Faculty Café: The Faculty Development Committee (FDC) proposes to institute a regular symposium for faculty scholarship and creativity. There is a sense that faculty know too little about what other faculty are doing from a scholarly perspective; yet, there is a wide range and large amount of engaging scholarship being generated by our colleagues that is rarely shared and celebrated. We have conceptualized a “Faculty Café” to replace the more formal, irregularly-scheduled Faculty Forum series. The Faculty Café will invite faculty members to present, in a way accessible to a broad audience, on recently published, performed, or installed work, as well as work in progress. The FDC’s goals are to create a new venue for faculty to share their scholarly projects with each other; to inspire lively discussion and helpful feedback; and spark interest in future interdisciplinary collaborations.

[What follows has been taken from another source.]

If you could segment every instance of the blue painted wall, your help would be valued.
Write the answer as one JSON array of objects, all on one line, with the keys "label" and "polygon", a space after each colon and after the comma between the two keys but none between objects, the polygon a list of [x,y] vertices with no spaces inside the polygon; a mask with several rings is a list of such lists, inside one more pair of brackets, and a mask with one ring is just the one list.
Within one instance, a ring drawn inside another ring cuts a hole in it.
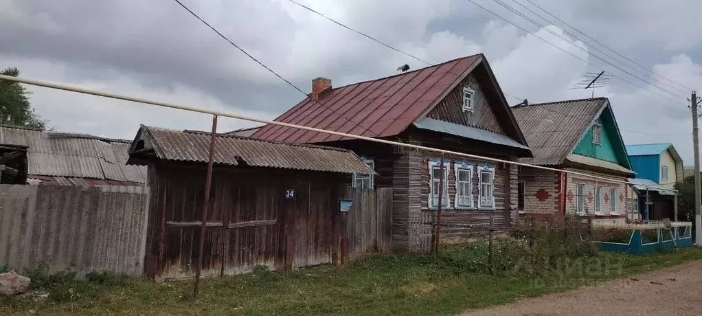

Trail Rehab Project: St. Lawrence University owns more than 300 acres of land, adjacent to campus, that have been enjoyed by countless students and employees over the years. The trail network through these areas was once extensive, giving students and SLU employees alike seemingly endless opportunities to run, bike, walk, ski or snowshoe for hours without ever crossing the same point twice. In past years, however, many of the trails have been less traveled and effectively forgotten. Many of the trails that have survived are dead ends, with no options for looping around. Additionally, the trails have little-to-no-signage, making cautious potential users turn around and go elsewhere.
This proposal will rehabilitate and reclaim the trail system on properties adjacent to our main campus, specifically the “Sand Banks” property that is bordered by the Grasse and Little Rivers, and the Kip Tract. Student organizations such as the Outing Club, the Hunting and Fishing Club, the Nordic Ski Club, and the Mountain Bike Club have expressed great enthusiasm at the prospect of improving the existing trails as well as creating some much-needed connecting trails. Outdoor Program-involved students have also committed to helping out. The coaching staff for the men’s and women’s cross country and Nordic teams support the idea and will likely encourage their team members to lend a hand.